Joseph Sikulu, Directeur pour le Pacifique, 350.org :  

“La COP conclut en parlant d’une transition hors des énergies fossiles et vers les énergies renouvelables, mais cela correspond encore une fois à un changement à petits pas, et non à la transformation dont nous avons besoin. La COP28 avait promis d’aboutir à une victoire historique, mais nous avons finalement eu un résultat faible, et plusieurs lignes rouges pour notre survie ont été dépassées. Nos îles méritent mieux que cela : nous méritons des actions concrètes qui permettent de rester sous les 1.5C de réchauffement, et des ressources pour adapter et opérer la transition de nos économies en développement.

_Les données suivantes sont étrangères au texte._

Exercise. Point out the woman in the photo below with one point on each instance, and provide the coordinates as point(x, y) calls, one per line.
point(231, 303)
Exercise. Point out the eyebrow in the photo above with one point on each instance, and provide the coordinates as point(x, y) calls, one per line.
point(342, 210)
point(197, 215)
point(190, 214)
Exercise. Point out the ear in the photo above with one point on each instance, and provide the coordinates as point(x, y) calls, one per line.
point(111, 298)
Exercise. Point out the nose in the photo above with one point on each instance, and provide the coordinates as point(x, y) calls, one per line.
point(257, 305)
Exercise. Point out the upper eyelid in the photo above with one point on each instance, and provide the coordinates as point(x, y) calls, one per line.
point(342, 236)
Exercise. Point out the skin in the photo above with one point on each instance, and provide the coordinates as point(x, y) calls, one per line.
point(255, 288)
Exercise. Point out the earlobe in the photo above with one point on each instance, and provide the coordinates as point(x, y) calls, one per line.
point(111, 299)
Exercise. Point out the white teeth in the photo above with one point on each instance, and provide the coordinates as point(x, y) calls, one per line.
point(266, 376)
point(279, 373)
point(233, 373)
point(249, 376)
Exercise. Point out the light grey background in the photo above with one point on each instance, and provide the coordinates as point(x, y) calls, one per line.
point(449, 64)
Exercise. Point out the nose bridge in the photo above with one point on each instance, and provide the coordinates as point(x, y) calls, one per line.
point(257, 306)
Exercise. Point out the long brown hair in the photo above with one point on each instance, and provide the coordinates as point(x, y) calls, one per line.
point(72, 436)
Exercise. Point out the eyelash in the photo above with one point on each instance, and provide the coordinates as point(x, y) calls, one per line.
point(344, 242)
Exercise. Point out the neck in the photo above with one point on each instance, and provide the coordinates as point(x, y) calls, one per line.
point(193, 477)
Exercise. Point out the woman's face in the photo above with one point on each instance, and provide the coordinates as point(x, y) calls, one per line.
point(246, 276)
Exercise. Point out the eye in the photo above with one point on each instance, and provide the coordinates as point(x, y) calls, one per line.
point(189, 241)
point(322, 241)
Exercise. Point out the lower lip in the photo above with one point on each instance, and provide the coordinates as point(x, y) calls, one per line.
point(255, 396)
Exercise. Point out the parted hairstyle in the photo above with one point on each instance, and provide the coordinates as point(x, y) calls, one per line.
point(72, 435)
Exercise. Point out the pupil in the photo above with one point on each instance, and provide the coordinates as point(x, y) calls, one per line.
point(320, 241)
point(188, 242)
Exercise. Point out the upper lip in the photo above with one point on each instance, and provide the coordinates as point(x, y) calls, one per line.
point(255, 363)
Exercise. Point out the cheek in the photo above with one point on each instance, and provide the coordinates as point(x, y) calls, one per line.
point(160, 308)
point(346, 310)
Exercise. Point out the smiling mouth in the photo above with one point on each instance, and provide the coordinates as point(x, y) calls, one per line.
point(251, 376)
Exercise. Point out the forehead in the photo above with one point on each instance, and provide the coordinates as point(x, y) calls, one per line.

Ce texte reconnaît la source de la crise climatique, les énergies fossiles, mais n’acte pas la sortie définitive du charbon, du pétrole, et du gaz. Ce texte reconnaît également la nécessité de tripler la capacité des renouvelables à l’échelle mondiale, mais ne fixe pas d’objectif concret et quantifiable. C’est une chose de se référer au consensus climatique, mais si les accords finaux ignorent les recommandations scientifiques, alors on reste loin du compte. Nous ne laisserons pas l’avenir des nations du Pacifique entre les mains d’un accord qui joue sur des lacunes et des distractions telles que le “captage carbone” et des “énergies de transition”, et nous continuerons à demander des comptes aux pays qui entrave une réelle sortie des énergies fossiles en mettant en avance ces fausses solutions, tel que l’Australie. Chaque année, nous traversons les océans pour participer aux négociations de l’ONU sur le climat et pour se battre pour garder l’objectif de 1.5 degrés à portée de main. Clairement, ce sont les pays les plus vulnérables et les populations en premières lignes face au changement climatique qui font le gros et le plus dur du travail.”